While numerous books with the title Kama Sutra have flooded the market over the years, those which have reproduced the authentic text are few and far between, claims Haksar, a former diplomat who has translated several Sanskrit classics. Commissioned by Penguin Books to do a translation for their Classics series, Haksar says he had never previously read the text.
“I had seen picture books of Kama Sutra everywhere, more of illustrated versions with very little or absolutely no text. I got hold of the original text and going through it discovered that it was made up of seven books or chapters and only one out of them related to sex and that had achieved such celebrity or rather notoriety,” the author told said in an interview.
The time has arrived to bring the book out in its totality, claims Haksar whose translation “Kama Sutra: A Guide to the art of Pleasure” was first published to much critical acclaim in the UK in the year 2011.
“Sex is certainly there but so are the guidelines on social life, about courtship, married life, ways of gracious living.
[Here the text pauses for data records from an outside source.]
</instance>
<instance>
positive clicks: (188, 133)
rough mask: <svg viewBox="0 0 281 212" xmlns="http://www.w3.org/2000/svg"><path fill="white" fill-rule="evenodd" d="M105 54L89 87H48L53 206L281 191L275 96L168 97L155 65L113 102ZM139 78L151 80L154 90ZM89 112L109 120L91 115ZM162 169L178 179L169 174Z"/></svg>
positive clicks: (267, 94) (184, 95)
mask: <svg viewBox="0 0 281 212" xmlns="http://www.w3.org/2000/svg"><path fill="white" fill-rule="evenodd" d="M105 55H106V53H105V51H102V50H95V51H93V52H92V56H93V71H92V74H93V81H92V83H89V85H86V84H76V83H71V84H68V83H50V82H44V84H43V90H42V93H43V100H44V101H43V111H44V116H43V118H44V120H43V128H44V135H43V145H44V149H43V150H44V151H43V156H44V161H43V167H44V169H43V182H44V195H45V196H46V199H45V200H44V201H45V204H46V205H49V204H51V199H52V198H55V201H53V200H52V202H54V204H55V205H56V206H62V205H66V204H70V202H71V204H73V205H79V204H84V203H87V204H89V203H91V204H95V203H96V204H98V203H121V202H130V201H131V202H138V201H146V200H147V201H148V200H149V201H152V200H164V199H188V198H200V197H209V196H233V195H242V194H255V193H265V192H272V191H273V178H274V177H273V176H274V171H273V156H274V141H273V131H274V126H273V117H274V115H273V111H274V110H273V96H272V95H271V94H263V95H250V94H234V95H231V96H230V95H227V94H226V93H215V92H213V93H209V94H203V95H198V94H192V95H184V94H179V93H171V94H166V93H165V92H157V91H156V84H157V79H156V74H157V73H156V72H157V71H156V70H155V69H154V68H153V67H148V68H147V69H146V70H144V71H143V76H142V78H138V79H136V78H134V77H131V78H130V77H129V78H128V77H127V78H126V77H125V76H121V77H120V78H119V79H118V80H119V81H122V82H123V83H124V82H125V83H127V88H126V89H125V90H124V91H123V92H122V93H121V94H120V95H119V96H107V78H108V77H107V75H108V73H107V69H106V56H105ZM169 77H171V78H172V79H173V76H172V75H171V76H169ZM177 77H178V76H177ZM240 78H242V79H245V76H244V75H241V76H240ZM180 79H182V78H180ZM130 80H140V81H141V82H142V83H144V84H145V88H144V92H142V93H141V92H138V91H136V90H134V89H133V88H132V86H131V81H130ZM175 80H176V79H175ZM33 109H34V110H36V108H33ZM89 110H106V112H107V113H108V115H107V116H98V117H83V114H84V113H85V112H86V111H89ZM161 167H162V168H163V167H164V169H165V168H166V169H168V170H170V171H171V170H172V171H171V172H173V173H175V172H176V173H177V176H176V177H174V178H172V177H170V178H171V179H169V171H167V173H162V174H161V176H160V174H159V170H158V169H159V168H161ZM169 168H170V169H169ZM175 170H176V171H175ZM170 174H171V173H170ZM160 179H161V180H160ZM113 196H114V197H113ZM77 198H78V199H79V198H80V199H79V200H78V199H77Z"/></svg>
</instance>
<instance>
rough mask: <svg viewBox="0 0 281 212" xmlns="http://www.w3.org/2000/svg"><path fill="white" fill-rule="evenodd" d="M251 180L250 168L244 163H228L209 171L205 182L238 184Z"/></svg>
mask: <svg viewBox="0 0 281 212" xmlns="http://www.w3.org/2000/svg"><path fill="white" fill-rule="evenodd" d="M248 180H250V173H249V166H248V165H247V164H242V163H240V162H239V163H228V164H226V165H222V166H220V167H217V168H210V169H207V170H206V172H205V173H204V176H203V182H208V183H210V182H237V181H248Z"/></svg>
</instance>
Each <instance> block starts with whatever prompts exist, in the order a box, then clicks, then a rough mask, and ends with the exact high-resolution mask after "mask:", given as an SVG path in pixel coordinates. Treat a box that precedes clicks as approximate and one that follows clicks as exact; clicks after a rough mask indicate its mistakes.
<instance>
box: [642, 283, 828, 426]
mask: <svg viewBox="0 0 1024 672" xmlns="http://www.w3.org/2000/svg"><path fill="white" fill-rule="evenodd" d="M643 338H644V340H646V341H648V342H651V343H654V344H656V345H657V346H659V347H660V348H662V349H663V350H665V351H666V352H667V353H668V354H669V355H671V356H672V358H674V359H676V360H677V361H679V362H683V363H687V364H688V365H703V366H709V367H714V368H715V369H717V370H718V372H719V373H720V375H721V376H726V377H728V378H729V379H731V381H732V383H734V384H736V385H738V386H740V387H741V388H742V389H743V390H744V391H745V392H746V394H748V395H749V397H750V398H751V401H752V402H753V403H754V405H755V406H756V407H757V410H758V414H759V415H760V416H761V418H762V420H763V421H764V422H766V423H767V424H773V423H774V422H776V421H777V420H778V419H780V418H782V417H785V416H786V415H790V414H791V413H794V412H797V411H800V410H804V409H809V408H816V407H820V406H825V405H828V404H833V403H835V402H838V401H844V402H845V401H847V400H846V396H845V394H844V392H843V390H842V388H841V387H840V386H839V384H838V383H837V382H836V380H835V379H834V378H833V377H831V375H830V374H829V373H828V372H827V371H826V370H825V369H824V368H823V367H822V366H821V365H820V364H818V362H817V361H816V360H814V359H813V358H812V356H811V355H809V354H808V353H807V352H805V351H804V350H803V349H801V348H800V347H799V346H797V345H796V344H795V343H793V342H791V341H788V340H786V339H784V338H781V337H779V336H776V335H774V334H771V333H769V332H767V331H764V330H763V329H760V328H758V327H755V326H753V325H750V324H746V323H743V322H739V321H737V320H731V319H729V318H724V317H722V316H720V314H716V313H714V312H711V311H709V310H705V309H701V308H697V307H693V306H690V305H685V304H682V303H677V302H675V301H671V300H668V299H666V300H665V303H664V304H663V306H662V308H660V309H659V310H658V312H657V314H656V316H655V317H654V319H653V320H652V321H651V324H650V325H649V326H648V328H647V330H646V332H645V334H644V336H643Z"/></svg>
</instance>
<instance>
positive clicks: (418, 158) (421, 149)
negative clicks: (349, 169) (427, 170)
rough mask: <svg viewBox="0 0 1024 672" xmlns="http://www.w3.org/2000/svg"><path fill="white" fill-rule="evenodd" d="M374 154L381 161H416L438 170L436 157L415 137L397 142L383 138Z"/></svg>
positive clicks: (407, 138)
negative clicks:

Details of lifestyle of an elegant man or lady is also described in detail, advice which holds true even today,” says the author.
Scholars have placed the Kama Sutra to be written around 200 to 300 AD. “It is about 1700 or 1800 years old. Some say it’s 2000 years old but just about that.” says Haksar.
The author points out that Richard Burton had translated the text into English in the 19th century. “Burton was employed with the office of the East India company and most of the postings in west India in Bombay involved in Sindh War. He was also in other parts of the world and is better known as an explorer and a linguist and his translation was printed privately because of Victorian times prudishness.”
The text accompanied by erotic illustrations, says the author, has had many pirated versions in English as well as other European languages and this went on for 80-odd years till the book was published formally in the middle of the 20th century. “Maybe it had got to do with some kind of revision of public attitude.”
“Kama Sutra had a surreptitious circulation. My opinion is that this surreptitious circulation gave it the impression of being a closet book or one that should be kept away… In this country because of the lasting influence of Western values it persisted in the system longer..” says Haksar.
Even bookshops do not display the book prominently. “I tried out a small experiment and inquired about my book at a bookshop in Delhi and they too stacked it discreetly towards the rear. Very recently, however that trend seems to be changing with many version of KS coming out again in a public way. It is now been written seriously and not just a sex book. It is actually an account of social life as well as sex life,”
says the author.
The book is divided into sections with chapter headings that read “The training of girls”, “The quarrel in Love”, “Girls to avoid”,”The only wife”, “Making a Pass,” “Sending love tokens” ,”His background” ,”Is he worthwhile?” ,”Kinds of doubt” etc.